Site icon Early Retirement Now

The 4% Rule is not as good as we hoped – Part 3: The small-sample problem in historical simulations

The rule to withdraw 4% of assets during retirement is considered “safe” because the Trinity Study has declared it so. The term “Trinity Study” has become something of a dogma, almost scripture, for the early retirement community. The 25 times annual consumption rule and the equivalent 4% withdrawal rate rule of thumb are referenced pretty much everywhere in the community. One almost gets the impression that what the Holy Trinity is to Christianity (you know; The Father, The Son and the Holy Spirit), the Trinity Study is to the Early Retirement community.
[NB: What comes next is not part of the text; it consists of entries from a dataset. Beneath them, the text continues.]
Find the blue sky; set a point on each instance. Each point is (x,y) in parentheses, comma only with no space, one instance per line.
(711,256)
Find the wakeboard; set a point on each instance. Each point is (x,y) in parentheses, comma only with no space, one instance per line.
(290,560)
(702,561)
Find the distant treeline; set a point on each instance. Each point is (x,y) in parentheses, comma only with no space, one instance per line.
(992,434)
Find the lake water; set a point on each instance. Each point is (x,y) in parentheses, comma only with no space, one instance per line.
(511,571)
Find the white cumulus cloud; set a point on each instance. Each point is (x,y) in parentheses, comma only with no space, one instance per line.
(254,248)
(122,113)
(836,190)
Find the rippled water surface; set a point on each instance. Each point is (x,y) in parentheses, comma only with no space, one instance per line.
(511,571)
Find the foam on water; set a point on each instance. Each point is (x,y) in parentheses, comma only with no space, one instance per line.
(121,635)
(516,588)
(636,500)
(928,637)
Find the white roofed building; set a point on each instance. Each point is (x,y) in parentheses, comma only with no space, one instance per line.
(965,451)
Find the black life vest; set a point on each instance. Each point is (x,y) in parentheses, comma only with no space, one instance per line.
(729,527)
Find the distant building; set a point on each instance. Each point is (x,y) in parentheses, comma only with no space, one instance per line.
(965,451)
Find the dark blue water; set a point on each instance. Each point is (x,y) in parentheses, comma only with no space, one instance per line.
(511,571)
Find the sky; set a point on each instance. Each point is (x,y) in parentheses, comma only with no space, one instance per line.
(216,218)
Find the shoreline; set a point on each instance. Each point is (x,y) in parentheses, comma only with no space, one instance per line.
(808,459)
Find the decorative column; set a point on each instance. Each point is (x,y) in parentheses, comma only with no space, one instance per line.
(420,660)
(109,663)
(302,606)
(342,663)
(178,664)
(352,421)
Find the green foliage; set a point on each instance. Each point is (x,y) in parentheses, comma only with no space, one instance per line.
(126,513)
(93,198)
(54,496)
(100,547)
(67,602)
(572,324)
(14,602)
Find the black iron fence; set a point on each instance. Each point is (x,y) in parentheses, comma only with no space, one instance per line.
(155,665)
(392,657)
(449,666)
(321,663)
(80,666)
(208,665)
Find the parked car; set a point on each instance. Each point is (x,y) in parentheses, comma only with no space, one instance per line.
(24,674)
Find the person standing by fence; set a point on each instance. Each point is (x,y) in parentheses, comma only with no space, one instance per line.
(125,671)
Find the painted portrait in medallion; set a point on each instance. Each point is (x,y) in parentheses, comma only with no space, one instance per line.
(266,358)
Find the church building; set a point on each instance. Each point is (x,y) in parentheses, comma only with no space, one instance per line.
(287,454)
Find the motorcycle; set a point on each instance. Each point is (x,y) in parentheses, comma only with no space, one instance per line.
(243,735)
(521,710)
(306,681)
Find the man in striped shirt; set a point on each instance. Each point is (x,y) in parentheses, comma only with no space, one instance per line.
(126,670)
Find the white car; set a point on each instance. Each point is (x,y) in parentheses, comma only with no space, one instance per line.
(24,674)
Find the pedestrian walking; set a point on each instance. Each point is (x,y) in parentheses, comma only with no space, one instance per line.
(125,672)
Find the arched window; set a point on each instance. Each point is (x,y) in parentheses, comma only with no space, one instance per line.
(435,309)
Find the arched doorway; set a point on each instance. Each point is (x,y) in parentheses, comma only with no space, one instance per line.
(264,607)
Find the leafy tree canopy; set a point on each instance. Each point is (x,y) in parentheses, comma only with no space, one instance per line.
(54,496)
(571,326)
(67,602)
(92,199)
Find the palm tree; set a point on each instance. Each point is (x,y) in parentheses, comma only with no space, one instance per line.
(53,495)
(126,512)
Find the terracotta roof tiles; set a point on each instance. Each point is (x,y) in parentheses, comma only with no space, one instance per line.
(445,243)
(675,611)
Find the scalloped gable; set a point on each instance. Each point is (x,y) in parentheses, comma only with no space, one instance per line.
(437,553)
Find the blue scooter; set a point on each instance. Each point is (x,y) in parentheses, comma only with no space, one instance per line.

To be sure, many already retired folks probably have lower withdrawal rates than 4%, especially the now very successful bloggers with extra income on the side, but a lot of aspiring retirement planners in the process of saving for retirement might cut it a little tight if they retire the minute their net worth passed 25 times consumption. We have passed that 25 times consumption threshold a while ago but we still keep saving. We like to get somewhere closer to 35 to 40 times annual consumption.

Part 3 of our series deals with another fallacy of the safe withdrawal rate: the illusion of 100% or close to 100% certainty of backward looking simulations. Parts 1 and 2 already dealt with potentially lower expected returns going forward (equities and bonds). Here we want to raise another major issue with the Trinity Study or any other backward-looking simulations, like cFIREsim:

The small sample size

How can there be a small sample size problem when we have so many different retirement cohorts? Say, we use the cFIREsim site with 50 year retirement cohorts from 1871 through 1966, i.e., the last year that would generate 50 calendar years of returns from 1966 to 2015. That’s 96 cohorts, how can that be a small sample?

96 cohorts would indeed be a large enough number to draw statistically significant and relevant conclusions if those 96 cohorts were independent of each other. Too bad, those 96 cohorts are not independent observations. The cohorts starting in 1964 and 1965 have a very similar payoff profile because 49 of the the 50 simulation periods overlap. Strictly speaking, there are just under 3 truly independent samples of 50 year return streams: 1871-1920, 1921-1970, and we are charitable with the last one, 1966-2015, by ignoring the little bit of overlap in the first 5 years. So, if someone tells us their strategy has worked 96 out of 96 times, we would be impressed. But if someone tells us their strategy works 3 out of 3 times, we would be suspicious about that 100% certainty claim.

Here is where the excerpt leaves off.